We cut our largest playbook's runtime from 14 minutes to 4 minutes. The specific changes that mattered, plus the ones that didn't.
We have ~30 Ansible playbooks; some run on tens of hosts, a few run on hundreds. Slow playbooks have an outsized impact — they block deploys, they make incident response slower, they discourage running them at all. After focused optimization on our largest playbook (a fleet-wide config update), we cut runtime from 14 minutes to 4. This post is what worked, with rough impact estimates per change.
A playbook configuring 60 hosts: ~14 minutes. Tasks were a mix of package installation, config templating, service management, and validation.
For a playbook that needs to be re-run when configs change, 14 minutes is annoying. For something we'd want to run during incident recovery, it's too slow.
The default behavior: every Ansible task makes a fresh SSH connection.
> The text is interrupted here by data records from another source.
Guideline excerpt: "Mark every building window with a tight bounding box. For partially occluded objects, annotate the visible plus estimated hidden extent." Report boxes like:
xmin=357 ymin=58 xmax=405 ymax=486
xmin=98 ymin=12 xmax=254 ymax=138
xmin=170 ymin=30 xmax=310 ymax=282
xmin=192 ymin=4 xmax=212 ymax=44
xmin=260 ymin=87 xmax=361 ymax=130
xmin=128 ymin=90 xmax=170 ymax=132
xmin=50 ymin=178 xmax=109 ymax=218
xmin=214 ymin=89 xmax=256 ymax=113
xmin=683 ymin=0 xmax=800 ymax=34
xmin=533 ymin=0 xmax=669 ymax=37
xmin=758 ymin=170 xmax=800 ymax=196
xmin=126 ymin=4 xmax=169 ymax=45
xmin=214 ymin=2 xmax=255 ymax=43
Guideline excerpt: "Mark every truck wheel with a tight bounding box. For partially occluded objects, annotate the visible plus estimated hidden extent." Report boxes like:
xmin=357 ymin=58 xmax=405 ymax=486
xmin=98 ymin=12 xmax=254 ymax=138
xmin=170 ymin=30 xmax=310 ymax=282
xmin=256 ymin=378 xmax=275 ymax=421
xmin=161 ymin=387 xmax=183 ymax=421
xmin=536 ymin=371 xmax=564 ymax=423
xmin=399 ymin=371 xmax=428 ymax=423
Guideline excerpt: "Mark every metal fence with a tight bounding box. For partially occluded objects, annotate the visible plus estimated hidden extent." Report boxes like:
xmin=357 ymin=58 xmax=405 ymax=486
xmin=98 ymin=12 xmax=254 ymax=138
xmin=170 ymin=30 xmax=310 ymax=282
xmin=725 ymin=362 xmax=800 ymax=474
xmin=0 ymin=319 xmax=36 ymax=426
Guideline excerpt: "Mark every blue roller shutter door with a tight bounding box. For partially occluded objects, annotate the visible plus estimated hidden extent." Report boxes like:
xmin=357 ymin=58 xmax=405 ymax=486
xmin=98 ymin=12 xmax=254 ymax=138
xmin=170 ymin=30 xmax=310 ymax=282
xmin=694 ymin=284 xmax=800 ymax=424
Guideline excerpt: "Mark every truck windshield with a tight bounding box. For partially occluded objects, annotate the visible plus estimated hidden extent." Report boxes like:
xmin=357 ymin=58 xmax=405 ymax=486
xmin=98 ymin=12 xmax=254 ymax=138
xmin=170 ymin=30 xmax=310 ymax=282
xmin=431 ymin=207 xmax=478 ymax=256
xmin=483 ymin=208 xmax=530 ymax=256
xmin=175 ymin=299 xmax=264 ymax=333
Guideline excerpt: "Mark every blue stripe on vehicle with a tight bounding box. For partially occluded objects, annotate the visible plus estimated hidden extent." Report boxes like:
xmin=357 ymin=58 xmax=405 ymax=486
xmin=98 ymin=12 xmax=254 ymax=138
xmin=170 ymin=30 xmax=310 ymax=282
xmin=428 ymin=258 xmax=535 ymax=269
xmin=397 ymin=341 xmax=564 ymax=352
With ~80 tasks across 60 hosts, that's 4,800 SSH handshakes.
Enable SSH multiplexing in ansible.cfg:
[ssh_connection]
ssh_args = -o ControlMaster=auto -o ControlPersist=60s -o ControlPath=/tmp/ansible-ssh-%h-%p-%r
pipelining = True
ControlPersist=60s: SSH keeps the connection alive for 60 seconds. Subsequent tasks reuse it.
pipelining = True: pipelines commands in a single SSH session, avoiding intermediate file transfers.
Combined: ~3x speedup for our playbook. From 14 min to ~5 min.
This is the biggest single lever for most slow playbooks. If yours is slow and you don't have these on, fix that first.
gather_facts: True (the default) collects ~500 facts about each host before any tasks run. Useful when tasks reference facts; wasteful when they don't.
- name: Update config files only
hosts: web
gather_facts: false
tasks:
- ...
For tasks that don't reference ansible_* variables, this skips the fact-gathering step. ~10-30 seconds saved per host on plays where facts aren't used.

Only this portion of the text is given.